Subscription
an object that represents a disposable resource, usually the execution of an Observable. A Subscription has one important method, unsubscribe, that takes no argument and just disposes the resource held by the subscription.
import { interval } from 'rxjs';
const observable = interval(1000);
const subscription = observable.subscribe(x => console.log(x));
// Later:
// This cancels the ongoing Observable execution which
// was started by calling subscribe with an Observer.
subscription.unsubscribe();
Subscriptions can also be put together, so that a call to an unsubscribe() of one Subscription may unsubscribe multiple Subscriptions.
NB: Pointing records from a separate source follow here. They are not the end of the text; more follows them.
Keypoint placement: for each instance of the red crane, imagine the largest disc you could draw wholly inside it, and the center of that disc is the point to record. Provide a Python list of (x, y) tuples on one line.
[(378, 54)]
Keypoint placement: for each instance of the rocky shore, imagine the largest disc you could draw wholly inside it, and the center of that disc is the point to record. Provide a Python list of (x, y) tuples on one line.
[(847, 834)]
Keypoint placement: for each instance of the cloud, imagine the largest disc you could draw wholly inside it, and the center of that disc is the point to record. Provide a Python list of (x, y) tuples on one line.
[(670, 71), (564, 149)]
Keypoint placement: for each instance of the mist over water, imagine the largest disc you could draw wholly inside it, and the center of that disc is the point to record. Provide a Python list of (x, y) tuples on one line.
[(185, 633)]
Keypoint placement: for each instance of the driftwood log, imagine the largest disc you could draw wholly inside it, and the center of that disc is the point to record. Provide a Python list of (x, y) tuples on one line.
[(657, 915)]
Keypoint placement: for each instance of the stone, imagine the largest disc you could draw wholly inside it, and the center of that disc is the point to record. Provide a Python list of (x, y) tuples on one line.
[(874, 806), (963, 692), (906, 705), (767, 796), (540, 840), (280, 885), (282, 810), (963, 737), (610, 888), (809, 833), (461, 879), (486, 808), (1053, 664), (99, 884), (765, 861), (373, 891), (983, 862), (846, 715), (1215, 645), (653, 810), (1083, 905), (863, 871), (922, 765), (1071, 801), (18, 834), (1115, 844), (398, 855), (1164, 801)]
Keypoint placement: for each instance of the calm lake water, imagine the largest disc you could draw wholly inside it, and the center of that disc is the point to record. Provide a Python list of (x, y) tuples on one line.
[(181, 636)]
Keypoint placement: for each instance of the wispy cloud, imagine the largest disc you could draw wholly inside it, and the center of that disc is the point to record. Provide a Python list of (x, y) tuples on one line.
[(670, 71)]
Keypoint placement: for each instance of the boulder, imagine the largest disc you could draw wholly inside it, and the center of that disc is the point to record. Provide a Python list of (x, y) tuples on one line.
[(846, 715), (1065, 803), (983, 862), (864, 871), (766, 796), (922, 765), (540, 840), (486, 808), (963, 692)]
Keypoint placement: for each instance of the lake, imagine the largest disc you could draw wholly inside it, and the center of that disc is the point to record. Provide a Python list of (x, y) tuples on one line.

You can do this by “adding” one subscription into another:
import { interval } from 'rxjs';
const observable1 = interval(400);
const observable2 = interval(300);
const subscription = observable1.subscribe(x => console.log('first: ' + x));
const childSubscription = observable2.subscribe(x => console.log('second: ' + x));
subscription.add(childSubscription);
setTimeout(() => {
// Unsubscribes BOTH subscription and childSubscription
subscription.unsubscribe();
}, 1000);
Subscriptions also have a remove(otherSubscription) method, in order to undo the addition of a child Subscription.
The unsubscribe method will therefore :
- unregister the callbacks: next, error and complete
- destroy the Observable (interrupt the processing done by the Observable)
- possibly free the memory if they are not referenced elsewhere.
The unsubscribe is generally done :
- when a component is destroyed via the ngOnDestroy lifecycle hook.
- when an Observable has to replace another one (e.g. : launching a new search by a user or refreshing the content).